Танки на крышах. Ч. 1. Гл. 43

                43

         Между тем, пришла суббота. Хозяин не появлялся. Мне тоже не хотелось видеть его рыбью морду. Госпиталь сохранял «молчаливый  нейтралитет».
         После моей работы мы с Салхой походили по городу и запаслись продуктами. Вернувшись домой, мы традиционно стали готовить вкусный ужин. Но когда все уже было почти готово, в нашу дверь громко постучали. Я открыл и увидел трех незнакомых мужчин, лет по 35 – 40. Все трое были в штатском, но по их лицам, а может быть и с помощью интуиции, я безошибочно определил их профессиональную принадлежность. Они строго смотрели на меня. Один из них, на лице и в глазах которого отчетливо читалось: «шеф», поздоровался со мной и, ткнув мне в нос свой жетон, сказал:
   - Полиция.
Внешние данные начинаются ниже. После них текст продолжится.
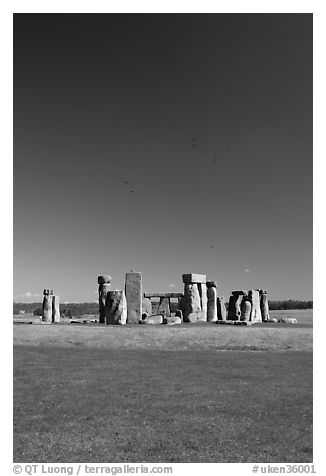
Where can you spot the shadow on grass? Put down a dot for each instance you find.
(97, 405)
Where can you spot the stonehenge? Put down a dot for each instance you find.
(195, 297)
(116, 308)
(50, 307)
(55, 309)
(253, 297)
(264, 305)
(104, 287)
(248, 306)
(211, 301)
(133, 291)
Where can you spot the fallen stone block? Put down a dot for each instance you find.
(171, 320)
(227, 323)
(288, 320)
(154, 319)
(243, 323)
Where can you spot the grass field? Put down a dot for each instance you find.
(162, 394)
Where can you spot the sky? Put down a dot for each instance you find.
(166, 144)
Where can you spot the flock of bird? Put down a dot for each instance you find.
(195, 146)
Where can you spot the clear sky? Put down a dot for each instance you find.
(166, 144)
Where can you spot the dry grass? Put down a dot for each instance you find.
(185, 337)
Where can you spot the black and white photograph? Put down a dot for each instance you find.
(162, 240)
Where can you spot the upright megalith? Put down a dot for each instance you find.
(245, 309)
(116, 307)
(146, 307)
(55, 309)
(133, 290)
(221, 309)
(255, 313)
(234, 310)
(103, 289)
(47, 305)
(264, 309)
(211, 301)
(194, 304)
(164, 306)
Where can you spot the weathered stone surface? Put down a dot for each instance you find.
(155, 319)
(221, 309)
(104, 279)
(146, 306)
(193, 303)
(242, 292)
(288, 320)
(245, 310)
(170, 295)
(243, 323)
(264, 307)
(47, 308)
(134, 296)
(194, 278)
(103, 290)
(234, 311)
(171, 321)
(211, 284)
(116, 307)
(55, 309)
(211, 304)
(253, 297)
(202, 288)
(164, 306)
(194, 317)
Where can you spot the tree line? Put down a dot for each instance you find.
(79, 309)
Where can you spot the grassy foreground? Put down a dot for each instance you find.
(86, 404)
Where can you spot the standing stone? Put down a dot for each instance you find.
(264, 309)
(221, 309)
(146, 306)
(103, 290)
(245, 310)
(203, 298)
(192, 302)
(164, 306)
(234, 311)
(253, 296)
(211, 302)
(47, 305)
(116, 307)
(133, 290)
(55, 309)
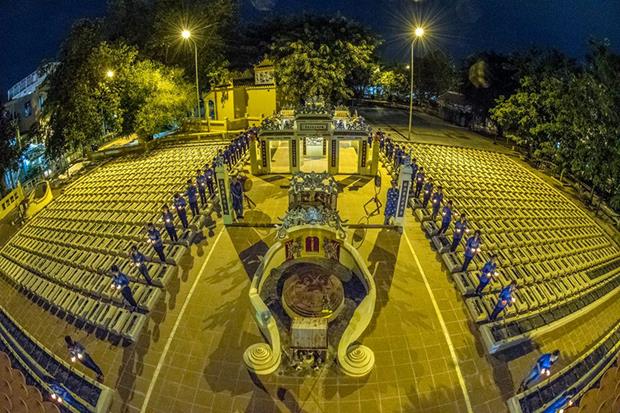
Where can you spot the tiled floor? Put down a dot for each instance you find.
(201, 367)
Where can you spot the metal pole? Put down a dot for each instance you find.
(197, 88)
(411, 94)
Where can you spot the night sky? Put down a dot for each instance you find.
(31, 30)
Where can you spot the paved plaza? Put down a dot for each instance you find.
(429, 357)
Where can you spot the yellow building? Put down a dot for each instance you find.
(250, 97)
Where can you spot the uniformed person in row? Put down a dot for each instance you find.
(168, 220)
(428, 192)
(236, 192)
(180, 205)
(460, 229)
(542, 368)
(437, 200)
(446, 217)
(391, 204)
(419, 182)
(487, 275)
(155, 239)
(414, 173)
(472, 248)
(504, 300)
(201, 184)
(139, 260)
(192, 198)
(77, 352)
(120, 281)
(210, 179)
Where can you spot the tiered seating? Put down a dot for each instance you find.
(21, 388)
(561, 259)
(62, 257)
(580, 378)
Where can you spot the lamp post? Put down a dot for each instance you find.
(418, 32)
(187, 35)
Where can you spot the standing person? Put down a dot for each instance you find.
(180, 205)
(120, 281)
(446, 217)
(428, 191)
(419, 182)
(210, 178)
(168, 219)
(77, 352)
(414, 173)
(391, 203)
(139, 260)
(192, 198)
(486, 274)
(472, 248)
(236, 191)
(201, 183)
(437, 200)
(155, 240)
(541, 368)
(460, 228)
(504, 300)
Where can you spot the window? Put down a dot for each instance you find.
(27, 109)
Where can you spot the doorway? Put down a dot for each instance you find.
(348, 156)
(313, 155)
(279, 153)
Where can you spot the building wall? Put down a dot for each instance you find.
(261, 101)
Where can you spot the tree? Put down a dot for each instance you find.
(434, 74)
(73, 116)
(9, 153)
(314, 55)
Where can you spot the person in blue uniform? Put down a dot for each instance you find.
(419, 182)
(460, 228)
(437, 200)
(542, 368)
(192, 198)
(168, 219)
(210, 179)
(446, 217)
(472, 248)
(139, 260)
(414, 173)
(428, 192)
(236, 192)
(504, 300)
(180, 205)
(155, 240)
(77, 352)
(120, 281)
(486, 274)
(563, 402)
(391, 203)
(201, 183)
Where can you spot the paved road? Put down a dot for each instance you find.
(426, 129)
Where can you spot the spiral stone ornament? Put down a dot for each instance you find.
(358, 361)
(260, 359)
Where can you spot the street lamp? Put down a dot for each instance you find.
(187, 35)
(419, 33)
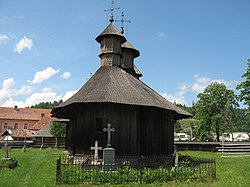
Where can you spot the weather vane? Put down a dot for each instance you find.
(122, 22)
(112, 9)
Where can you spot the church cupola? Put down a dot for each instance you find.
(110, 40)
(129, 53)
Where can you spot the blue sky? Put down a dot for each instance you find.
(48, 48)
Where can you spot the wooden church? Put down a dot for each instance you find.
(143, 119)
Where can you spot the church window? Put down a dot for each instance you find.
(98, 123)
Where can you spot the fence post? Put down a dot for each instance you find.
(58, 171)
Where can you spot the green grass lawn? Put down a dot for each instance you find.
(38, 168)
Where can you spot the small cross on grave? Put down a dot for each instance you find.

Разрешите войти?
         Не дожидаясь моего ответа, он переступил порог. Я молча отошел в сторону и пропустил их всех в дом. Потом закрыл за ними дверь и зашел в комнату, где все трое уже примеривались сесть на стулья. В дверях кухни стояла слегка напуганная Салха, по выражению лица которой я понял, что она готова кинуться на мою защиту. Но адвокат мне пока не требовался.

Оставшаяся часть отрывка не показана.